Rather than responding reactively to malware threats, our security analysts are actively engaging in Threat Hunting. Using the information gathered through our 30 years of industry experience, they look for new threats, and running hypotheses against the data gathered through our EDR solution to check their legitimacy. Once proven, each new detection technique adds to the hundreds in place in our automatic Threat Hunting & Investigation Service (THIS).

THIS automatic rules include activity such as:

  • Brute force RDP attacks
  • PowerShell with obfuscated parameters
  • Active Directory interaction
  • Locally compiled programs
  • Documents with macros or internet links
  • Registry modification to run when Windows starts
  • Code injection of legitimate processes. An example of this was included in the most recent Microsoft patch Tuesday, where notepad was used to launch a command-line shell with System-level privileges.
  • Application and user profiling, and detecting deviations in their context of executions to spot anomalies (for example, this user in this machine has never executed this type of tools…)

THIS issues our clients with alerts about any anomalous behavior, with support from our technical team on remediating and increasing cyber-resilience.

If an attacker wants to get onto your network and has enough time and resources, they will eventually succeed. It’s not a matter of IF they can get onto your network but WHEN.

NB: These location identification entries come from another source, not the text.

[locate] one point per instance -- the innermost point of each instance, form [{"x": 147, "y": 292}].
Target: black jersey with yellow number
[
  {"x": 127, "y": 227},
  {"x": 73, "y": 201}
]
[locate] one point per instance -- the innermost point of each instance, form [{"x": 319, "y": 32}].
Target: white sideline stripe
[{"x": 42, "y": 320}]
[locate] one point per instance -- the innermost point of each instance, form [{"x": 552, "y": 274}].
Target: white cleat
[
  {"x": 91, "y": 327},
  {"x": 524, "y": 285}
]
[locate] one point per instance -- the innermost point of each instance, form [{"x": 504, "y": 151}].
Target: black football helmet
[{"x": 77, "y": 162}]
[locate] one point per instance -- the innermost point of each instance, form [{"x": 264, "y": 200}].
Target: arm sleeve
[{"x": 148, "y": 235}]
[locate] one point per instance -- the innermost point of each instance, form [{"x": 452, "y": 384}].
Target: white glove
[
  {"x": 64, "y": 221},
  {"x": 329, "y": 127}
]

This can occur through numerous methods:

  • Unpatched vulnerabilities
  • Social engineering phishing attacks
  • RDP Brute force attacks
  • Wi-Fi – War-driving your company’s Wi-Fi network or a fake Wi-Fi spot in a coffee shop
  • Malicious USB stick plugged into the computer
  • Weaponised documents—macros or internet enabled content

Once the hacker has established a beachhead there are a number of objectives including:

  • Power—Privilege escalation
  • Persistence—establishing a backdoor for ongoing access
  • Exploration—Target identification
  • Movement—Laterally across network
  • Objective – Data/credential theft or data encryption [ransomware], destruction/denial of service, botnet or cryptomining.

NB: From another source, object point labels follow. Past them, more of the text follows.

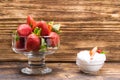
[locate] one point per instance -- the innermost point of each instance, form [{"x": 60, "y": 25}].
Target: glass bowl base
[{"x": 30, "y": 71}]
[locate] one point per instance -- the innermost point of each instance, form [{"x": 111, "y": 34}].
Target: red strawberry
[
  {"x": 54, "y": 39},
  {"x": 20, "y": 43},
  {"x": 31, "y": 22},
  {"x": 24, "y": 30},
  {"x": 99, "y": 50},
  {"x": 33, "y": 42},
  {"x": 45, "y": 31}
]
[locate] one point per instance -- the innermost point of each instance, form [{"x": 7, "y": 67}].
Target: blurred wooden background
[{"x": 85, "y": 24}]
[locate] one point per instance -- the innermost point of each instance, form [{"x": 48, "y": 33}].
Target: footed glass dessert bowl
[
  {"x": 36, "y": 59},
  {"x": 36, "y": 40}
]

As we have disarmed the hacker from using file-based malware, these objectives are achieved using Living-off-the-Land (LotL) techniques, in which the hacker uses legitimate software already installed (such as PowerShell & Active Directory) for their own malicious purposes.

Example:

  • Someone receives an email, and the recipient is fooled into “enabling content”, in fact, disabling macro security.
  • Once they do that, a script is downloaded, which invokes PowerShell and the Mimikatz exploitation tool to obtain credentials needed to search the network for their target, in this case data.
  • A search of the network found the required data and two other legitimate tools – Socat & TOR were used to transfer and exfiltrate the data.
  • In this case, no vulnerability was exploited, no malicious URL was used, and no malicious files were on disk to scan.

Many organizations have a hard time dealing with these Living-off-the-Land attacks, because their traditional defenses are not capable of dealing with them. You need complete visibility to see actions in their context to be able to identify these threats.

Recommendations

To keep your organization safe, there are certain vital measures that must be taken. The first is to patch all systems to close any vulnerability that could be used by attackers. The next step is to educate all users about the cyber-risks that the organization faces, and share protocols for dealing with any incident. Protecting personal data is a must in this day and age, given that stealing this vital asset is often one of cyberattackers’ key goals. Finally, all systems must be protected with EDR technology to ensure that all endpoints benefit from the most advanced cybersecurity.